Avila mentioned the various articles that have casually renamed Boyle Heights, calling it, for instance, the Flats. “What seems like a very benign thing to do is actually really harmful,” she said. “It implies this is us, and all of that is other.”

Garcia and Avila agreed to speak with me but were cautious. Given the narratives that have been published, they weren’t certain they could trust journalists to accurately convey their position. On July 2, members of DBH interrupted a community meeting at Self Help Graphics, calling for Self Help to take a harsher stance in opposition to newly arrived art galleries. Later, in an open letter, DBH explained that Self Help, as a respected non-profit, would and should be scrutinized closely. The press that followed often portrayed Self Help and DBH as being at odds. Garcia and Avila don’t see it that way.

Garcia noted that they’ve been hosting community meetings about changes in East L.A. since 2009 and want DBH representatives in attendance. They also understand the hard line DBH is taking.

“People are so frustrated they don’t know what else to do,” said Avila. “It feels personal when you get pushed out … It’s especially painful when those moving in have the resources to transform the landscape with ease,” she added. “That mobility is privilege, and it’s hard to be confronted with that when you don’t have it.”

The night they delivered UTA’s eviction notice, DBH protesters proceeded down Anderson, stopping in front of other galleries hosting receptions.

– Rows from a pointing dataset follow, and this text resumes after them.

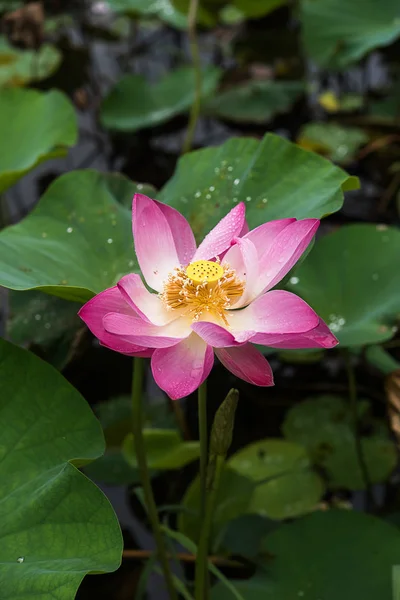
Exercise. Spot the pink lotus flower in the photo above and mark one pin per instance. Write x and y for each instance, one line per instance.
(212, 299)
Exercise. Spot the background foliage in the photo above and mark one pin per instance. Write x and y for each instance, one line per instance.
(299, 110)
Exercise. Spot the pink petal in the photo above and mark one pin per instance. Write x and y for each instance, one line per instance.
(245, 229)
(242, 257)
(154, 243)
(214, 334)
(92, 314)
(276, 312)
(181, 232)
(264, 235)
(140, 332)
(285, 251)
(247, 363)
(219, 238)
(319, 337)
(149, 306)
(181, 369)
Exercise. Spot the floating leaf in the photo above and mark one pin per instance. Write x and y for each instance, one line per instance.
(338, 32)
(356, 292)
(337, 554)
(165, 449)
(135, 104)
(20, 67)
(332, 140)
(286, 486)
(274, 177)
(45, 128)
(324, 426)
(255, 101)
(56, 526)
(70, 245)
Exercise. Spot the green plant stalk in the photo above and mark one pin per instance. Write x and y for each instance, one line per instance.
(357, 436)
(203, 437)
(195, 53)
(137, 429)
(202, 584)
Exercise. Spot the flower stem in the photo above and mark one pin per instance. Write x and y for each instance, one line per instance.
(137, 428)
(203, 437)
(356, 429)
(194, 51)
(202, 578)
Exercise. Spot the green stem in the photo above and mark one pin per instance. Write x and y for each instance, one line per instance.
(203, 437)
(202, 578)
(194, 51)
(357, 434)
(140, 449)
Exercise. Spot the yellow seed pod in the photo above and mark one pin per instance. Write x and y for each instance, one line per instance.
(204, 270)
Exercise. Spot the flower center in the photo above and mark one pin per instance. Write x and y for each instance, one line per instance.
(203, 271)
(203, 289)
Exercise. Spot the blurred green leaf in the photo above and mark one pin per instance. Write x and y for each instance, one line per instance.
(35, 126)
(387, 108)
(56, 526)
(135, 104)
(332, 140)
(164, 449)
(207, 13)
(352, 280)
(258, 8)
(45, 321)
(274, 177)
(243, 535)
(324, 426)
(232, 498)
(331, 555)
(71, 246)
(396, 582)
(162, 9)
(255, 101)
(286, 486)
(21, 67)
(340, 32)
(381, 359)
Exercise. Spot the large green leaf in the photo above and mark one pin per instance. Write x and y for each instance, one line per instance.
(274, 177)
(286, 486)
(332, 555)
(35, 126)
(76, 242)
(325, 427)
(162, 9)
(56, 526)
(20, 67)
(134, 103)
(352, 279)
(255, 101)
(339, 32)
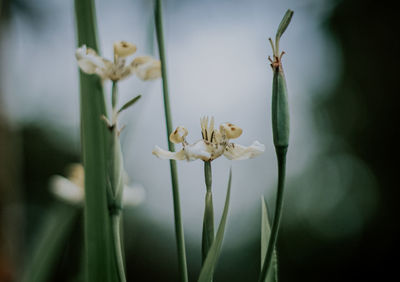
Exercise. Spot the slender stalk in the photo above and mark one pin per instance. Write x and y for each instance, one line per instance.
(208, 221)
(116, 236)
(116, 183)
(281, 158)
(174, 175)
(114, 99)
(94, 151)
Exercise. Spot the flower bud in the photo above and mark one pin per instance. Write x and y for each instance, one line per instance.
(123, 49)
(231, 131)
(178, 136)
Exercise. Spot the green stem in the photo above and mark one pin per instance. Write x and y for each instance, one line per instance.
(174, 175)
(94, 152)
(116, 236)
(208, 221)
(114, 101)
(281, 158)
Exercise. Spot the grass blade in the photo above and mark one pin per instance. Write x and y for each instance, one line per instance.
(52, 237)
(180, 238)
(272, 276)
(129, 103)
(207, 271)
(93, 137)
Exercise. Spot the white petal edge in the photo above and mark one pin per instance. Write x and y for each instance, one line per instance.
(163, 154)
(196, 151)
(89, 62)
(66, 190)
(239, 152)
(133, 195)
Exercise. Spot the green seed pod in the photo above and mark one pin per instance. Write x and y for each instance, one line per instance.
(280, 108)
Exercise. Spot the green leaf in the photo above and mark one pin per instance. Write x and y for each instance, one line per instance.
(272, 275)
(94, 140)
(284, 24)
(129, 103)
(51, 239)
(207, 271)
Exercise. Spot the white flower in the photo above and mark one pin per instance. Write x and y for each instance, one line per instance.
(145, 67)
(71, 189)
(213, 144)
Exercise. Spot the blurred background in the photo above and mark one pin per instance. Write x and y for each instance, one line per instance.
(340, 218)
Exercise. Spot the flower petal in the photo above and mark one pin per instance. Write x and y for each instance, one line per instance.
(66, 190)
(239, 152)
(198, 150)
(88, 60)
(163, 154)
(178, 135)
(133, 195)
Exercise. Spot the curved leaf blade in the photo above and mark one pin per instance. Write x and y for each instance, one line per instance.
(207, 271)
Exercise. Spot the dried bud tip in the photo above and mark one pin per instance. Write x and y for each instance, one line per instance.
(123, 49)
(178, 135)
(232, 131)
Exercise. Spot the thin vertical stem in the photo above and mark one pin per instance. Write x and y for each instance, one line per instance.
(94, 151)
(208, 221)
(281, 159)
(116, 236)
(174, 175)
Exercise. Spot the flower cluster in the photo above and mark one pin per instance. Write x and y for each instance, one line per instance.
(145, 67)
(214, 143)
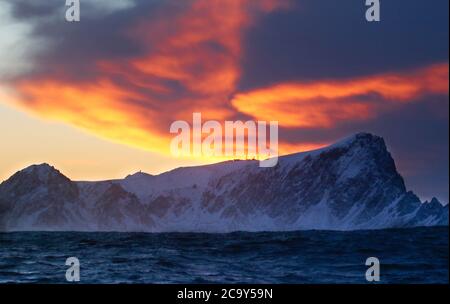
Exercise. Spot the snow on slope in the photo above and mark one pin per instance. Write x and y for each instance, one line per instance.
(352, 184)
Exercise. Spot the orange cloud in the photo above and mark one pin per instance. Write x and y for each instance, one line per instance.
(327, 103)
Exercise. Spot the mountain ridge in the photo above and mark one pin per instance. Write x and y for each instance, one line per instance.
(352, 184)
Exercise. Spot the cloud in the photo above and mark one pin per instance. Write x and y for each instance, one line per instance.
(327, 103)
(186, 63)
(17, 44)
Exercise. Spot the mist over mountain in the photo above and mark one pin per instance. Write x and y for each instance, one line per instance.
(350, 185)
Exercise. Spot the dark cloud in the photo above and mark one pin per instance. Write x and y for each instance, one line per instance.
(332, 39)
(313, 40)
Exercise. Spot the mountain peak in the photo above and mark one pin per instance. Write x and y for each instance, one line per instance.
(138, 175)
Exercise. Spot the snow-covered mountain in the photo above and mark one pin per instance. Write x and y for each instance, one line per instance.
(352, 184)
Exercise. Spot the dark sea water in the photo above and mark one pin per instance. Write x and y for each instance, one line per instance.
(417, 255)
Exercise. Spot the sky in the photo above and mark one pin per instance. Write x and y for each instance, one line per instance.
(96, 98)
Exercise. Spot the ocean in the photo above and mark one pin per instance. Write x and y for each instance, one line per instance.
(413, 255)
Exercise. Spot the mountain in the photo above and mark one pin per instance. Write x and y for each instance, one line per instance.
(352, 184)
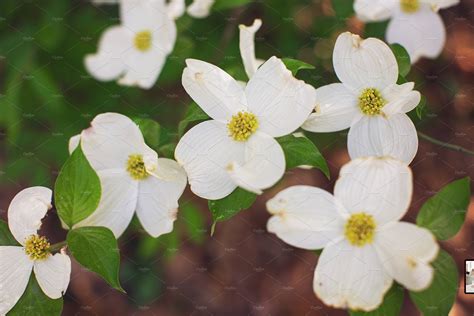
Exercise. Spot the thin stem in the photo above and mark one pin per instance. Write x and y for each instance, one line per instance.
(57, 246)
(445, 145)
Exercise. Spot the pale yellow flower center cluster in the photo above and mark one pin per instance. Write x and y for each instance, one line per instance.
(143, 40)
(371, 101)
(360, 229)
(410, 6)
(136, 167)
(37, 247)
(242, 126)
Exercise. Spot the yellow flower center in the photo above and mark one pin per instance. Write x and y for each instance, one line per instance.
(360, 229)
(410, 6)
(37, 247)
(136, 167)
(242, 126)
(371, 101)
(143, 40)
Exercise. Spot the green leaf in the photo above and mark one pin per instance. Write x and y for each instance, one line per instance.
(438, 299)
(151, 131)
(421, 108)
(229, 206)
(96, 249)
(444, 212)
(193, 221)
(194, 114)
(53, 25)
(34, 302)
(403, 59)
(228, 4)
(77, 190)
(46, 89)
(343, 8)
(300, 151)
(391, 306)
(6, 237)
(294, 65)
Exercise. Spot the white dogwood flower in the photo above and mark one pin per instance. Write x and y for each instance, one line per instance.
(52, 271)
(135, 51)
(366, 247)
(415, 24)
(237, 147)
(132, 177)
(200, 8)
(368, 100)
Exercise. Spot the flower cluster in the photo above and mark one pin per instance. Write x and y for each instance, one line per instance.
(365, 245)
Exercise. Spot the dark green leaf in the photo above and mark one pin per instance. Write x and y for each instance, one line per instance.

In front of the Pepto-Bismol-pink Venus Over Los Angeles, they chanted, “Hey, hey, ho, ho, these gentrifiers have got to go.” A few of them yelled, “Get the fuck out,” until the director, forcing a smile and maneuvering between banner-length signs, came out to close the gate.

DBH chanted in front of Museum as Retail Space, aka MaRS gallery, too, and when director Robert Zinn Stark came out to engage, they told him he doesn’t belong here. “Our voice is what counts,” said one woman. Stark, too, eventually closed his gate. Later, he posted about his experience on Facebook and described it in a letter sent out to various journalists. “I closed the gallery doors with DBH chanting, ‘Get out or things will get worse. Get out or things will get worse,’ ” he wrote, adding, “People owning where they live and having control over their community is the answer.” 

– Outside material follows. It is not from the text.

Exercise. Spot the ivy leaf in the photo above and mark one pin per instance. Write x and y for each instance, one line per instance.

Stark, unlike many of the gallerists operating on Mission and Anderson, has consistently chosen to speak out and to respond to dissenters who take issue with the perceived tone and content of his statements. Those who spoke off the record acknowledged how incriminating it must seem for gallerists to remain silent, but, one gallery administrator noted, it's better not to talk until they've begun engaging with the community in effective ways. Others opted not to comment at all. Venus Over Los Angeles did not respond to email. A scheduled interview with UTA's Josh Roth was canceled after I sent my list of questions.

Could galleries and art spaces learn to contribute to the Boyle Heights community, even if they moved in with problematic intentions? “That’s a very complicated question,” responded activist and artist Leonardo Vilchis, the executive director of coalition-building non-profit Union de Vecinos, which has aligned itself with DBH. “The galleries are one of the symptoms of a larger neighborhood process that is going on. Even if they were all good, still the prices would go up. That’s why we’re taking a very strong position and saying we’re better off with the galleries leaving.” None have plans to leave at this point.

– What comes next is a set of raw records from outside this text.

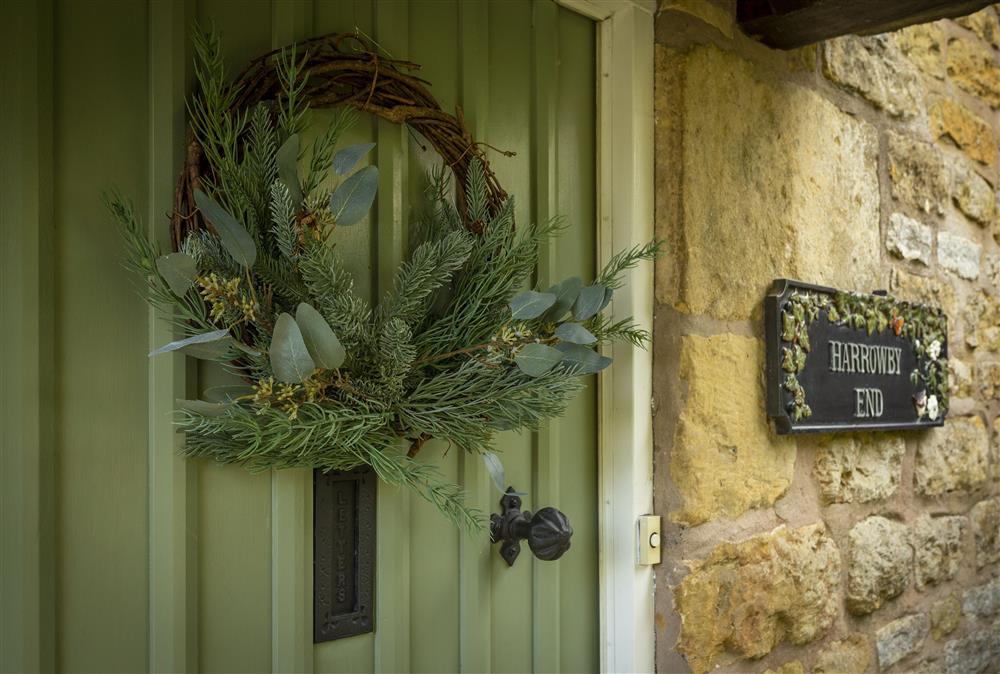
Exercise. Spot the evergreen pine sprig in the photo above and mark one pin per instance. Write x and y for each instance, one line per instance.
(453, 351)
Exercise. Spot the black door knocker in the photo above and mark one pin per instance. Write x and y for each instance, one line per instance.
(548, 531)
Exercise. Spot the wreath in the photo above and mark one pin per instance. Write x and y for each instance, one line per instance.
(453, 351)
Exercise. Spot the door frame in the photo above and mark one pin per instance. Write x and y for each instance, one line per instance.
(625, 418)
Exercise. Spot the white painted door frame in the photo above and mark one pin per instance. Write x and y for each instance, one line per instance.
(625, 212)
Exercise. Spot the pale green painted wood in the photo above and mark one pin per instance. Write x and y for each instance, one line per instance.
(101, 136)
(172, 486)
(475, 558)
(26, 348)
(576, 477)
(235, 507)
(214, 564)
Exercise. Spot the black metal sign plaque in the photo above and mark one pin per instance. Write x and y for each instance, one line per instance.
(842, 361)
(343, 553)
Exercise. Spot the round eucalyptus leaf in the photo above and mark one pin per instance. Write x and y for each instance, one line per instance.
(234, 236)
(495, 468)
(530, 304)
(178, 270)
(575, 333)
(353, 198)
(290, 359)
(582, 360)
(535, 359)
(321, 342)
(345, 159)
(204, 338)
(589, 302)
(566, 293)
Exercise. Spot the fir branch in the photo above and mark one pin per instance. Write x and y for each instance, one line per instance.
(611, 275)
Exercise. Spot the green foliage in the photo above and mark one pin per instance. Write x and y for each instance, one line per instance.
(452, 351)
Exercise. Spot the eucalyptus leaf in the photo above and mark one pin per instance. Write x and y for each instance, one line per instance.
(581, 359)
(575, 333)
(321, 342)
(589, 302)
(290, 359)
(607, 298)
(178, 270)
(288, 168)
(535, 359)
(495, 468)
(530, 304)
(353, 198)
(234, 236)
(210, 351)
(345, 159)
(204, 408)
(227, 393)
(203, 338)
(566, 293)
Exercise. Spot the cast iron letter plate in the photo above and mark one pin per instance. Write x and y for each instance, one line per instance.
(343, 553)
(843, 361)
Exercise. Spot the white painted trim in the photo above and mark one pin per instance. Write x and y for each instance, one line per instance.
(625, 208)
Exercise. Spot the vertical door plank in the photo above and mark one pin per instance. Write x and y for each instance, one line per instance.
(545, 80)
(172, 598)
(575, 187)
(291, 489)
(392, 553)
(434, 541)
(27, 625)
(475, 558)
(100, 122)
(234, 509)
(356, 244)
(510, 58)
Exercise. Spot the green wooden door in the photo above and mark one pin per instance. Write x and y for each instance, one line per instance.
(143, 560)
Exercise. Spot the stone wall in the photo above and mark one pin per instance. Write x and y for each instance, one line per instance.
(861, 163)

A week after UTA Artist Space debuted, Ibid Gallery opened a suite of new exhibitions around the corner in a newly renovated complex — UTA is, in fact, Ibid’s tenant. The street was quiet that afternoon. No one held signs or chanted “Hey, hey, ho, ho,” but the chant was on people’s minds. Other gallerists, there to welcome their new neighbor, recalled the events of the previous weekend. An artist I ran into on the way to my car noted how strange it felt to be at the opening considering the context.

“It feels tainted,” another artist later said, off the record.